Those forecasts are proving to be right. First Deputy Prosecutor General Renat Kuzmin penned a March 16 op-ed in Kyiv-based Law and Business weekly, essentially equating criticism with defamation and libel. He wants the ability to make such criticism a criminal offense, presumably punished by prison or fines, although he didn’t specify.

He seems to liken those who work in the judicial system as being part of a “divine” pursuit, suggesting that they should be immune from any criticism and pressure.

It’s hard to imagine such dangerously anti-democratic thoughts are being held by someone who wields such great powers as Kuzmin. He also seems to see conspiracies everywhere. He draws a connection between Victor Pinchuk and his father-in-law, ex-President Leonid Kuchma, and criticism that Kuzmin has received from Steven Pifer, the former U.S. Ambassador to Ukraine, and Anders Aslund, an academic.

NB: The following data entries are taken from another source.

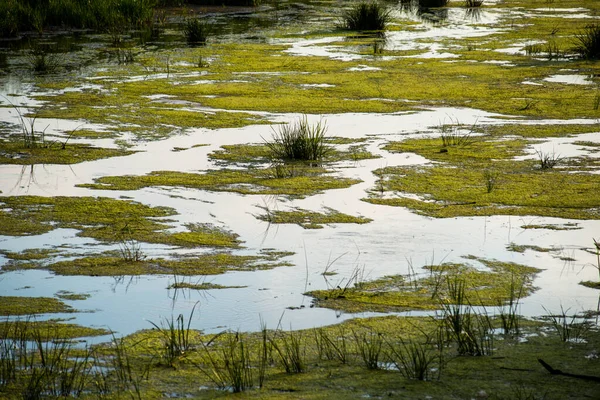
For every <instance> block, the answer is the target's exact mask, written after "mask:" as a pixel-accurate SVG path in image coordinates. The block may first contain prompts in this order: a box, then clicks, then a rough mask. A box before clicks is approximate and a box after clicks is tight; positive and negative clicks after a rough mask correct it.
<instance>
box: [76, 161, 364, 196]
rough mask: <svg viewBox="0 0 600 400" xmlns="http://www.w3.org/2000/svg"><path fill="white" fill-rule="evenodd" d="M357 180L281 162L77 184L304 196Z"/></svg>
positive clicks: (168, 171)
mask: <svg viewBox="0 0 600 400" xmlns="http://www.w3.org/2000/svg"><path fill="white" fill-rule="evenodd" d="M358 182H359V181H358V180H356V179H348V178H339V177H334V176H332V175H331V172H329V171H327V170H324V169H323V168H319V167H310V166H305V165H283V166H274V167H272V168H265V169H248V170H244V171H239V170H218V171H207V172H205V173H201V174H194V173H186V172H176V171H157V172H152V173H150V174H148V175H144V176H110V177H101V178H98V179H96V180H95V183H93V184H82V185H79V186H80V187H87V188H90V189H101V190H138V189H141V188H144V187H151V186H175V187H186V188H194V189H203V190H210V191H218V192H236V193H241V194H280V195H288V196H293V197H305V196H310V195H313V194H317V193H320V192H322V191H325V190H328V189H340V188H347V187H349V186H351V185H353V184H355V183H358Z"/></svg>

Democratic societies and great thinkers have long recognized that free speech is a cherished element of civic life. Criticism – even if it is unfair or untrue – is the mere expression of thoughts, not a criminal act. Truth is best found through the competition of free ideas, and a robust exchange of opinions. Such free speech rights are all the more important in keeping a check on the actions of public officials.

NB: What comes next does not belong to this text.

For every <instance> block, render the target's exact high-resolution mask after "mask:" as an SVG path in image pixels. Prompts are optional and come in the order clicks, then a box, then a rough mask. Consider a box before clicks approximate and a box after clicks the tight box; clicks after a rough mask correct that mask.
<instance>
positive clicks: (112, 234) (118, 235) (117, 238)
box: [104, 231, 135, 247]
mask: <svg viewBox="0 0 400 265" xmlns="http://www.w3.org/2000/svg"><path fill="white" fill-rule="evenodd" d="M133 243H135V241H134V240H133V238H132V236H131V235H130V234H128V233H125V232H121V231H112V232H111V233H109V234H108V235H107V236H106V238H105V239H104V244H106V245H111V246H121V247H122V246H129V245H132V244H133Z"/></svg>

In Ukraine’s discredited criminal justice system, in the absence of independent judges and public trials by juries, prosecutors like Kuzmin have outsized roles in deciding who goes to prison. The actions of such public servants deserve great scrutiny, as do those of all public officials. Only the most extreme and malicious forms of falsehoods deserve any kind of punishment, and that should be financial and modest, not prison.

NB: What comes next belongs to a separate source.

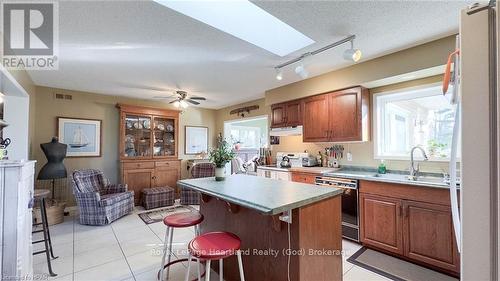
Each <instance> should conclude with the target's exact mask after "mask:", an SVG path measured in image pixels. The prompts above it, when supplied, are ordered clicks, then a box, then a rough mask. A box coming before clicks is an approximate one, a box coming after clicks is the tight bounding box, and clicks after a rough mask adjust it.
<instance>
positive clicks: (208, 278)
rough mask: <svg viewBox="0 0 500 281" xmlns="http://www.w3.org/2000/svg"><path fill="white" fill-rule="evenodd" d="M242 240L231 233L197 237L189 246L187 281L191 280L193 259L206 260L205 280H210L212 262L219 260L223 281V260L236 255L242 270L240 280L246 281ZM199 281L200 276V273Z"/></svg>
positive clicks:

Threatening critics – whether they are journalists, academics or ordinary citizens – with criminal sanctions for their words alone would move Ukraine closer to a police state. Kuzmin, who has made what could turn out to be false allegations against ex-Prime Minister Yulia Tymoshenko and ex-President Leonid Kuchma, could – in a different political climate – be prosecuted for those remarks if what he is proposing comes into law.

If criticism is equated with libel and defamation and considered a crime, public debate would be silenced and independent journalism would cease to exist. Speaking one’s mind would become a crime. Such a law would run counter to democratic values everywhere. This is simply another attempt by those in power to shield their actions from scrutiny and put themselves above the law.